- The paper presents a diffusion-based framework that tokenizes lighting attributes for precise image relighting without requiring explicit 3D inverse rendering.
- It leverages a large-scale synthetic dataset to enforce physically consistent control over ambient, diffuse, and point light effects in varied scenes.
- Experiments show significant improvements in relighting metrics (e.g., PSNR, SSIM) and user preference compared to environment map-based methods.

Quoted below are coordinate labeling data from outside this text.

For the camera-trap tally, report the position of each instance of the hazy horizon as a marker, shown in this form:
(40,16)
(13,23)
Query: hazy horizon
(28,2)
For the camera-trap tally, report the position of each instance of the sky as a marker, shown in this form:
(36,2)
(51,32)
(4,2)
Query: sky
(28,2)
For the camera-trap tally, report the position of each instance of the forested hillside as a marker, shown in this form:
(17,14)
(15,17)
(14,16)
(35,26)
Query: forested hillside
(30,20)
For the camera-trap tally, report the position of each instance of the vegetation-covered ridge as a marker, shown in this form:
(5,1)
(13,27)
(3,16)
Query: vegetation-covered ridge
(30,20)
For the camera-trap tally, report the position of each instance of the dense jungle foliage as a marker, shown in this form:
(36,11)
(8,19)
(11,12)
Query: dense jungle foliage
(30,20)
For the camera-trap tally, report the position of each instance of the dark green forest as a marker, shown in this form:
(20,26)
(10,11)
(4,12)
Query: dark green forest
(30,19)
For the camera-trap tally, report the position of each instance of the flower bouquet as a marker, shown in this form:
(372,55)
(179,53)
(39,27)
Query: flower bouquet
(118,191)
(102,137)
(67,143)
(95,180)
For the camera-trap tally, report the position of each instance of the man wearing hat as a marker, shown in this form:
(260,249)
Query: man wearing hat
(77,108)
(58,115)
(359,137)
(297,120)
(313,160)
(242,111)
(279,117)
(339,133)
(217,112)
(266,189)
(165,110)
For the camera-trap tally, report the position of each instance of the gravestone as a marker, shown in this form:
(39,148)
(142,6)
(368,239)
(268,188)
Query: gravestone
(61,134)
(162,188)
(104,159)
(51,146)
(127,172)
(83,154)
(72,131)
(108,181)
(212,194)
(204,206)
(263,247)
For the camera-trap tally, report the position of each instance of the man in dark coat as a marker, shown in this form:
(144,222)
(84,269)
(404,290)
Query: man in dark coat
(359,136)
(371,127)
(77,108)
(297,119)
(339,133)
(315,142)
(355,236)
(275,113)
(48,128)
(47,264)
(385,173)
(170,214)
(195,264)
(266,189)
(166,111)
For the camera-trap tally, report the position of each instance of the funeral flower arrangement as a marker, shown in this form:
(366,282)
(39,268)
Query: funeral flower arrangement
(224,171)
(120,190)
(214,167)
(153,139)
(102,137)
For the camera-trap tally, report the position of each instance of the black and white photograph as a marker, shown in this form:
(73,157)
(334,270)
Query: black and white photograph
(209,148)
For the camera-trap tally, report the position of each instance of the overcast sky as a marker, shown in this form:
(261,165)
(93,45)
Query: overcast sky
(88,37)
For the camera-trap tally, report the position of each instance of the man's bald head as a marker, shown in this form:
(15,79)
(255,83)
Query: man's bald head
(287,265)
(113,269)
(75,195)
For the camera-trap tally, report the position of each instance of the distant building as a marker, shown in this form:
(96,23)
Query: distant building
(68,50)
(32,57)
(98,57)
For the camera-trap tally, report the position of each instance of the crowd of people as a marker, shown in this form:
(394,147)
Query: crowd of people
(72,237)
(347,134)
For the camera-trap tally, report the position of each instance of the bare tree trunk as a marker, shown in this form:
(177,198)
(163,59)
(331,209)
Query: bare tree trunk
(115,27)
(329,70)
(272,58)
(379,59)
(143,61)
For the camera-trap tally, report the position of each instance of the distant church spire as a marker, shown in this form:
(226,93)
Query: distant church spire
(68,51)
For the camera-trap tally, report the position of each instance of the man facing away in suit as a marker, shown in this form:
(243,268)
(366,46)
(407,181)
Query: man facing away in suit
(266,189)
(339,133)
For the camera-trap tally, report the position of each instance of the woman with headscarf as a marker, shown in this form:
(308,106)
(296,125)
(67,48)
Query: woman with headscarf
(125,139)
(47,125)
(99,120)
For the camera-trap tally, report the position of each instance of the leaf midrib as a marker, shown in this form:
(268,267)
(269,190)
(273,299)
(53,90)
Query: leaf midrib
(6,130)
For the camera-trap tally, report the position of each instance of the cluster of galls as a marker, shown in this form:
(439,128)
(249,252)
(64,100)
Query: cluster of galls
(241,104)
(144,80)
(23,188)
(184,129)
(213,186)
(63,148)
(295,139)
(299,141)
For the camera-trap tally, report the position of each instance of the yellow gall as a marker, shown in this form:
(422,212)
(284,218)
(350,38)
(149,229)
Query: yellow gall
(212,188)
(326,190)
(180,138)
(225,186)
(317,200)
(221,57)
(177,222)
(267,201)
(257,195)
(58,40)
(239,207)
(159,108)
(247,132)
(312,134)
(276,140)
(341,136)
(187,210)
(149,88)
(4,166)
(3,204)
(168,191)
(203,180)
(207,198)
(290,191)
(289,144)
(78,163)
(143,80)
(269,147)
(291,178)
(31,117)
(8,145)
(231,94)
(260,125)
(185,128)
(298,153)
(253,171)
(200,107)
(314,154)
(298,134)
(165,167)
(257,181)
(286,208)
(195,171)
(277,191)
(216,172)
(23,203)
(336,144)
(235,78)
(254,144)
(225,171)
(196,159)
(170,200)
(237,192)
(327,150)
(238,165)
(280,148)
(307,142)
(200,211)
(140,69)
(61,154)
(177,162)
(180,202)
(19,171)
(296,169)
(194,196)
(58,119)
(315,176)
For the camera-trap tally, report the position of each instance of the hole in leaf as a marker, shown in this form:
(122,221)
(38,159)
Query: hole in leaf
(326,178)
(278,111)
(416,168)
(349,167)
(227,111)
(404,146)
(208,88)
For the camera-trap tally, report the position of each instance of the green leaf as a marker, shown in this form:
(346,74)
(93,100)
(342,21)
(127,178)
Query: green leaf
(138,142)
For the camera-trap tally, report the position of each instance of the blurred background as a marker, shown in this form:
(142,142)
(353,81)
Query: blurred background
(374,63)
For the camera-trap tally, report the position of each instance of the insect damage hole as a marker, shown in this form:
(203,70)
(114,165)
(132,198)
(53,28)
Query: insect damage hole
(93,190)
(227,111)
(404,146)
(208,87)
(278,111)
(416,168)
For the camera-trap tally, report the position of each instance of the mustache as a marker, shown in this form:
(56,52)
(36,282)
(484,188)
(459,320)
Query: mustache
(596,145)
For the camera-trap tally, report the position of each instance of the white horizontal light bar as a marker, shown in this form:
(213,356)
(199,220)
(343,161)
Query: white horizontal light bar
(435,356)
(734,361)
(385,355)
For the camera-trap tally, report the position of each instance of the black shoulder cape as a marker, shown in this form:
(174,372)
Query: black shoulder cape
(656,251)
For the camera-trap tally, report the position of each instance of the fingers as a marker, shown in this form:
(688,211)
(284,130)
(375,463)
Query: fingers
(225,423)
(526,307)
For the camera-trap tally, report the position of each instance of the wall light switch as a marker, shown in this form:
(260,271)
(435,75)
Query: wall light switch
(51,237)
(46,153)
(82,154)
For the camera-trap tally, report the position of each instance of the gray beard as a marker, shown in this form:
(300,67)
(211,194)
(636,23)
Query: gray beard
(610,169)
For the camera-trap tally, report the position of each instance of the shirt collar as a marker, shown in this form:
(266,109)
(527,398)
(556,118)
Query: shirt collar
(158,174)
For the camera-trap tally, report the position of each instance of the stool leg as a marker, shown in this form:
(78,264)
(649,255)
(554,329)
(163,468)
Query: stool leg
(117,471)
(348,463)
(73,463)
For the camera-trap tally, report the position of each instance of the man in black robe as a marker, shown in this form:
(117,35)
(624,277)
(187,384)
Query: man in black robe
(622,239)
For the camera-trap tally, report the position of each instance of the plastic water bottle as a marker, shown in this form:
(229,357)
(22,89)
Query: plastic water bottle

TokenLight: Diffusion-Based Precise Lighting Control via Attribute Tokens
Introduction
TokenLight is presented as a framework for highly controlled image relighting, introducing a compact, tokenized factorization of lighting parameters for 2D images. Unlike prior paradigms relying on environment maps, global text prompts, or explicit 3D inverse-rendering decomposition, TokenLight directly encodes physically meaningful illumination attributes as tokens—specifically, per-light intensity, color, diffuseness, and 3D position—enabling precise and intuitive controllability. Relighting is learned as conditional generation via a large-scale, synthetically annotated dataset, with the objective of directly mapping scene appearance and desired lighting deltas to plausible, physically consistent relit outputs. This approach circumvents conventional inverse rendering, instead relying on the generative capacity of diffusion transformers pre-trained on large-scale text-conditioned image/video corpora and fine-tuned for lighting manipulation tasks.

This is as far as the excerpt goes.